Using cudaGetDeviceProperties() lets your program learn about the GPU’s features. It tells you things like how powerful the GPU is, how much memory it has, and how many multiprocessors it has. This information helps you write better CUDA code that works well on different types of GPUs. For example, it can help you decide the best way to run your program on the GPU if certain features are available. Knowing these details also helps fix problems related to specific hardware. Robust scientific programs need to work well on many kinds of GPUs, from older ones like Maxwell to newer ones like Blackwell.
Core Concept
The cudaDeviceProp structure has complete information about a GPU. You can get this information using the cudaGetDeviceProperties() function.

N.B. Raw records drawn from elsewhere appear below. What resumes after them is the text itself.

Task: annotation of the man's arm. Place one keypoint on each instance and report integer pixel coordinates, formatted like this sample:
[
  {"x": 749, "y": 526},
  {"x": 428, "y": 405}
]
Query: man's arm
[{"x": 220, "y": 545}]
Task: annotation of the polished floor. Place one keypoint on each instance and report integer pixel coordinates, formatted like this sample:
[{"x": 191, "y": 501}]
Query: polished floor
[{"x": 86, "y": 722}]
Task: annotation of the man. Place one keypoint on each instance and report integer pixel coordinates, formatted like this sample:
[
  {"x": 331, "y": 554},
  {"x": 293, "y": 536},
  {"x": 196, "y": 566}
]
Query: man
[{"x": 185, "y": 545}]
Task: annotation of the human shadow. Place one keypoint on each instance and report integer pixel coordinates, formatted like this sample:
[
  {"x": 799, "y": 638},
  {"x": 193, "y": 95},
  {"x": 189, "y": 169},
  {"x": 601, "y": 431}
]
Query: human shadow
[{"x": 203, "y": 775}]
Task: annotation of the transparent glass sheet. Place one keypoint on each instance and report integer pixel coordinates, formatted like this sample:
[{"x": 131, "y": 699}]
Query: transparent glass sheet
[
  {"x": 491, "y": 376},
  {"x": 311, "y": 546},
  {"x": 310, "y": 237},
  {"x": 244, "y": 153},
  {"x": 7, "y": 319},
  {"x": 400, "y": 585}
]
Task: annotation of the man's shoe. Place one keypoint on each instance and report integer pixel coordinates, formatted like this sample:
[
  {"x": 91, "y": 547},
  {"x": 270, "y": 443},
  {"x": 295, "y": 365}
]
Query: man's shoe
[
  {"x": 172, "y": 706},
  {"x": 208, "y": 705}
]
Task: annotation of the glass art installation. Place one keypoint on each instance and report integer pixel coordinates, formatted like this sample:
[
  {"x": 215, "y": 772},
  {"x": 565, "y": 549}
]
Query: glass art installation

Key properties include compute capability (determines supported features), total global memory, maximum threads per block, multiprocessor count, and shared memory size. Programs use this information to check if they meet hardware requirements, find the best settings for running efficiently, and adjust algorithms to work well with the GPU.
Key Points
- cudaGetDeviceProperties(): Retrieves GPU specifications into
cudaDevicePropstruct - Compute Capability: Major.minor version (e.g., 7.5 for Turing)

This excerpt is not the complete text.